David und Lammas Tag in der Sonne 
Trotz ihrer schrecklichen Vergangenheit schaffen es unsere geretteten Bären in der Regel, diese schlimmen Zeiten hinter sich zu lassen. Eines der Dinge, die ich an einfach an ihnen liebe ist, dass sie einen zum Lachen bringen.

David und Lamma sind so ein Beispiel - zwei bezaubernde kleine Sonnenbären, die zu einer sehr temperamentvollen Tierart gehören - eine ziemliche Herausforderung für ihre Pfleger. Doch nein. Diese beiden Bären machen keine Probleme.

Als ich kürzlich bei ihnen war, strahlte ich über das ganze Gesicht als ich sah, wie sie so alles Neue in ihrem Leben annahmen, herumtollten und sich im Spiel gegenseitig erschöpften.

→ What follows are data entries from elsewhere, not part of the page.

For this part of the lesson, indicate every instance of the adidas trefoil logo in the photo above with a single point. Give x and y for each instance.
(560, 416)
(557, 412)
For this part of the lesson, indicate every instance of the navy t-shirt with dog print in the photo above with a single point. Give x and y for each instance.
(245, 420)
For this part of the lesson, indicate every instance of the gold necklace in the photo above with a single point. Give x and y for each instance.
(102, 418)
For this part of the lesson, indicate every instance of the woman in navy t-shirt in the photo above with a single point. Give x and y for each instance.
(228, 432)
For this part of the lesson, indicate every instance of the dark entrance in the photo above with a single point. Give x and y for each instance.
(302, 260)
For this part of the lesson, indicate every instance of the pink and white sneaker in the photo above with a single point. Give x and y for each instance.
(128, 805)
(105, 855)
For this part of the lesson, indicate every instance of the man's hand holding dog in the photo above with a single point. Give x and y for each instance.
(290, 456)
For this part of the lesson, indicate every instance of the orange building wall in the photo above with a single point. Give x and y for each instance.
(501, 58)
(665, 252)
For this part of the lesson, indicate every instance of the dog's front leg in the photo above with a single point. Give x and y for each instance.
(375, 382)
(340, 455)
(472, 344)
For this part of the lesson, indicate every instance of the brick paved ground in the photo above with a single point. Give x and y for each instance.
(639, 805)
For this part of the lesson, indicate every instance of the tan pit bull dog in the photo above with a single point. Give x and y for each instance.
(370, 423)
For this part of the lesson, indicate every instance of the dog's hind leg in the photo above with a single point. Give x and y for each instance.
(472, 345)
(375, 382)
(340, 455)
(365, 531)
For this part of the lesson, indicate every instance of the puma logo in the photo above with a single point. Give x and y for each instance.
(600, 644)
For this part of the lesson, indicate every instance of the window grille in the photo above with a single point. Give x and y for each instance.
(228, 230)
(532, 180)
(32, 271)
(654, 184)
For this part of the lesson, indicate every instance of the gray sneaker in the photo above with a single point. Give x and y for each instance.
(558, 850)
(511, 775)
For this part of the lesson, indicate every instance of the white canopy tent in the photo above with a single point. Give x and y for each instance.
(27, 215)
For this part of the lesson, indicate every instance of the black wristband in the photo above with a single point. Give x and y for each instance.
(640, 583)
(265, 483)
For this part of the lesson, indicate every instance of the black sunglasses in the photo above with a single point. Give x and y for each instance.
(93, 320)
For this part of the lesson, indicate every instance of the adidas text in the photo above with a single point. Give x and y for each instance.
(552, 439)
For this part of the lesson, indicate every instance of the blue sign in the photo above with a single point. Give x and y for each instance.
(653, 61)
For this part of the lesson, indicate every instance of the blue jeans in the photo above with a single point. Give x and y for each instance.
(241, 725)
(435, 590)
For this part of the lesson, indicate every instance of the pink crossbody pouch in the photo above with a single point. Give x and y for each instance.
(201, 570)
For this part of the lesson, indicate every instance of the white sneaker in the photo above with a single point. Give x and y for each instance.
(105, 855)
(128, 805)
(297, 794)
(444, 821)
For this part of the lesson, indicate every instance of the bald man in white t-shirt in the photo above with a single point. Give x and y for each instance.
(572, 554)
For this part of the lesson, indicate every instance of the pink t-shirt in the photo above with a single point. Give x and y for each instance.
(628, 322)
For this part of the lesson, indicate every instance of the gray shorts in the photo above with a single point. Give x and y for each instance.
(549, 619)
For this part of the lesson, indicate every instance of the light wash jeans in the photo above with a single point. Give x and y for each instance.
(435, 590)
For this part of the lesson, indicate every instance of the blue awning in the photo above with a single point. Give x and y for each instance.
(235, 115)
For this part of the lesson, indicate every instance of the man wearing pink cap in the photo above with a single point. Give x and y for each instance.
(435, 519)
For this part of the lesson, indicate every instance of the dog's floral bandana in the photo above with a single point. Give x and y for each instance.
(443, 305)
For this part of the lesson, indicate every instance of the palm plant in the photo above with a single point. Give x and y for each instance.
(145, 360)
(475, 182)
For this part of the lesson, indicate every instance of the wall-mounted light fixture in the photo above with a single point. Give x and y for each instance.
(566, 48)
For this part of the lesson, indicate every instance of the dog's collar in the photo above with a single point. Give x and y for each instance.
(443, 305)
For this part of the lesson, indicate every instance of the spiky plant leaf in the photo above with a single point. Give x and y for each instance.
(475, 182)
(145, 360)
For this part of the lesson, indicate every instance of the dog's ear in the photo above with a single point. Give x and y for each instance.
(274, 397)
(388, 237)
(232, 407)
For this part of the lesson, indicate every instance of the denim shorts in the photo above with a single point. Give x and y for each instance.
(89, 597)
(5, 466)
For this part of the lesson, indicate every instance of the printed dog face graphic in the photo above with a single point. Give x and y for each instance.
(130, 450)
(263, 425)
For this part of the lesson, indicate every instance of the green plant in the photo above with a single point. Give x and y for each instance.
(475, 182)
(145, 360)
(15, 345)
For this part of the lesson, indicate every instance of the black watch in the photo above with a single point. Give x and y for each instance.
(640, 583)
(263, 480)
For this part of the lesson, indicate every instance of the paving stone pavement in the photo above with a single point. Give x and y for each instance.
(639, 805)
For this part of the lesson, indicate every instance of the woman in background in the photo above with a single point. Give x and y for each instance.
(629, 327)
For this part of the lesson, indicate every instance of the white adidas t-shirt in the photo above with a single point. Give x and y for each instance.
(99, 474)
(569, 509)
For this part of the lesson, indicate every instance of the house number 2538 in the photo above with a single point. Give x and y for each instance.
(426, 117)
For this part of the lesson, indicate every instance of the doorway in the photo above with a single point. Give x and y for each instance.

Belinda, unsere leitende Bärenmanagerin hat sie ein paar Tage zuvor bereits in einem wunderbaren Moment "erwischt". Da sie zum Glück ihre Kamera dabei hatte, braucht es weiter keine Worte mehr dazu.

Daher, nur für Sie, hier sind David (links) und Lamma in einem perfekten Augenblick des Glücks.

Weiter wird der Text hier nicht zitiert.